Dear Friends,
It has been so hot here lately, and I mean hot. All over. Which brings me to the subject of water. It’s only a matter of time till we have to pay for this tasteless beverage. It’s necessary, I suppose that’s the best we can say for it. And it makes a great mixer with soda, ice, ginger and lime. But there will be a bubble in water one day, the salt sea kind, and dearies we have to be ready to ride the wave and bail before it crashes.

So here’s what we’re going to do. First of all, we’re not talking about water treatment plants, freshwater extraction from cactuses, or any other of the dream machines for engineers. We’re not talking about present tech or finding that elusive breakthrough that will send a company to the stratosphere. No, my lovelies, we’re talking here about public panic. One day the markets will focus all their energy on water and that’s our signal. We want 10% of our portfolios ready to sell for cash. And we throw it at any water business that’s rocketing upward. Don’t investigate the directors. Don’t check their balance sheet. This is projectile investing. Toss it into four companies that are part of the surge.
And when do we sell, me hearties? We sell 25% after we’ve made 25%, and a further 25% after we make another 25%. And so on. You place the automatic puts with your broker if you trouble with one, or watch the bids yourself. When you’ve made 100% on a quarter of your original investment, you’re out. You can sit back, knowing the bubble will burst, having made a round 50%. And, there’s more. With me, there’s always more.
Investors will be selling their good shares to toss into the water pond. As you sell your 25% holdings, you’ll have tremendous values to snap up.
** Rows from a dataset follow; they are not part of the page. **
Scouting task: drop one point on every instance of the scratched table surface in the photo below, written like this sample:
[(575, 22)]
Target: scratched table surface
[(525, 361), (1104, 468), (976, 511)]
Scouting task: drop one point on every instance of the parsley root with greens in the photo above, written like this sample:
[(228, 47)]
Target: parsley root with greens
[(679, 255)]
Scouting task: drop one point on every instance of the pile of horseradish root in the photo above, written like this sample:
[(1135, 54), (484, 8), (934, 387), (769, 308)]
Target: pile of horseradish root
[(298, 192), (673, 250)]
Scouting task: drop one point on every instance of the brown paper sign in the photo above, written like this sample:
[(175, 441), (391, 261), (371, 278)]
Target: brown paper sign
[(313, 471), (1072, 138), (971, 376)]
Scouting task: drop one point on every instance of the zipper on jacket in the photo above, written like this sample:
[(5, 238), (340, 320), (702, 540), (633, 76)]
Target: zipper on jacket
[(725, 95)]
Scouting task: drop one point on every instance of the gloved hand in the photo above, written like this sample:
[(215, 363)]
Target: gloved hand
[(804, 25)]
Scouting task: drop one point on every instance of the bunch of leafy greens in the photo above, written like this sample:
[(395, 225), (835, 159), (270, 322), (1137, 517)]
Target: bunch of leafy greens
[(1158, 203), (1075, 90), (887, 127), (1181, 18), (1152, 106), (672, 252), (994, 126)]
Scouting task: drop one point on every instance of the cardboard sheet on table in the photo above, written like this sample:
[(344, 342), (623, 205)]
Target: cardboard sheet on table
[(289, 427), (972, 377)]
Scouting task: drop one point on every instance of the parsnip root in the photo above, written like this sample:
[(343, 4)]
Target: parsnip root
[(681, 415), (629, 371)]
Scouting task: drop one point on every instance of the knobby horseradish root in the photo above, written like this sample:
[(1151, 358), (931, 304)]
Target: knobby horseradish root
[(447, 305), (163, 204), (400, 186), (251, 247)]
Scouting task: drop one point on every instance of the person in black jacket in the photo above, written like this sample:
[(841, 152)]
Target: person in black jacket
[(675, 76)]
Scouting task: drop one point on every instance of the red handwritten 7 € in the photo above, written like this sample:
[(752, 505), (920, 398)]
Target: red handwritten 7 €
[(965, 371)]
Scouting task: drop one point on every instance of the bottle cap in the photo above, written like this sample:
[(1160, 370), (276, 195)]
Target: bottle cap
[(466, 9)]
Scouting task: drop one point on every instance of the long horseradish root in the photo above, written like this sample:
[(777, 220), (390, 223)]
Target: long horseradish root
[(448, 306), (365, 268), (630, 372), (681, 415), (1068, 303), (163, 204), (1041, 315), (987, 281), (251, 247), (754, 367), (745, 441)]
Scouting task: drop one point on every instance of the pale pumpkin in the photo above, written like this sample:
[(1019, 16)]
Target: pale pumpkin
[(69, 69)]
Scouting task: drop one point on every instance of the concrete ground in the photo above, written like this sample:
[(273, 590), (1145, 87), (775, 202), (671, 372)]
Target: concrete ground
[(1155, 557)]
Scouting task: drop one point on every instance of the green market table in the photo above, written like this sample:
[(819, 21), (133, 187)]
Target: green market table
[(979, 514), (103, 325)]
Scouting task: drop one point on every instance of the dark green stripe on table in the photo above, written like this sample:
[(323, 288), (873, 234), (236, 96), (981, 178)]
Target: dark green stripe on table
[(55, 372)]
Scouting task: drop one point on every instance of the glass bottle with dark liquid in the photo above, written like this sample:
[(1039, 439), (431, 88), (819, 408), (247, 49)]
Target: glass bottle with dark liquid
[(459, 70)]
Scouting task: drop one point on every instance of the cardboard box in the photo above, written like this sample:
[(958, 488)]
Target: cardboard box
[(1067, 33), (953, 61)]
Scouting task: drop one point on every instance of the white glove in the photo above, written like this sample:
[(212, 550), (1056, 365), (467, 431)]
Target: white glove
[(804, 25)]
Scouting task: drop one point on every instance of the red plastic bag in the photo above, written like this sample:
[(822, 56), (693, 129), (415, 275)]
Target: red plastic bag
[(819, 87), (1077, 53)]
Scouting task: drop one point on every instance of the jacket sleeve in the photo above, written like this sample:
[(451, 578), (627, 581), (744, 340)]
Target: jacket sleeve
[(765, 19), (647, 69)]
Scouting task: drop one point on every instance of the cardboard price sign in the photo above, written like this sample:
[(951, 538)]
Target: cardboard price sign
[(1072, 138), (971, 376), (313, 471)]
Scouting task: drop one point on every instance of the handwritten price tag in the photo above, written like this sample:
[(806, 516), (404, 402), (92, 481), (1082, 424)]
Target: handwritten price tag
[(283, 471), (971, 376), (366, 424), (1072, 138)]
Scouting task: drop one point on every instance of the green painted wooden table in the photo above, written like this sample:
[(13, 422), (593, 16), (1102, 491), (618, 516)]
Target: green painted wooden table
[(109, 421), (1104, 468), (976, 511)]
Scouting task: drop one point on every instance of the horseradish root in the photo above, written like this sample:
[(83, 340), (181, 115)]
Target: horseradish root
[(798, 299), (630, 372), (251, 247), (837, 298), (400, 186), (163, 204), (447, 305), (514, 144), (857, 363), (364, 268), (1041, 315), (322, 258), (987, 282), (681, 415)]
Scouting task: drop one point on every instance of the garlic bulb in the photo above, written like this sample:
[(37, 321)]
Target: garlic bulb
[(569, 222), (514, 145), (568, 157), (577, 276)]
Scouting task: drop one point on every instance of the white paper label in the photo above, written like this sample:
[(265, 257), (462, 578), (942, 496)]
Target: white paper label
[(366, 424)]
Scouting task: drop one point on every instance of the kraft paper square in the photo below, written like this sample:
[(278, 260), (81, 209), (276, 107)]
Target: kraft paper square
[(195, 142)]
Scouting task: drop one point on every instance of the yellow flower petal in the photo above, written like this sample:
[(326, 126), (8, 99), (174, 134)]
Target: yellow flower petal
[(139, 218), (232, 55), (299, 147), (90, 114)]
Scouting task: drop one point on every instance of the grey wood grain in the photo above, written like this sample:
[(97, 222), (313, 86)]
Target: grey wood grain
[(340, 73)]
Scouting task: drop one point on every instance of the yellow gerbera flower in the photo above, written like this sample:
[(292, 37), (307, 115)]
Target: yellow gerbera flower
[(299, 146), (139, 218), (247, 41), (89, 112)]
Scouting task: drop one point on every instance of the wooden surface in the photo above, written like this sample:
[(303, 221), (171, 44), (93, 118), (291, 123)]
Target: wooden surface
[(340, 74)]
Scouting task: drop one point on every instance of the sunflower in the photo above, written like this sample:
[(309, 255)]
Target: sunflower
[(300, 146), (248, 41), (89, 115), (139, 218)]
Figure that the water market is going to plummet and if you’re a gambler (which I definitely am not), sell short when the upward trend buckles. You’ll likely walk away with another 25%.
So there it is duckie, the 25% solution. The system works with any sudden, intense interest in a resource sector that has a rational justification. Remember the key words: sudden (working on emotion and greed), intense (creates the illusion that investors must act quickly), interest (focused attention on a small part of the market), resources (an objectively limited product), and rationally justified (don’t sweat whether the rationale is correct. Any rationale will lift a wave past the cut-off).
Go for it, darling. And see in St Trop.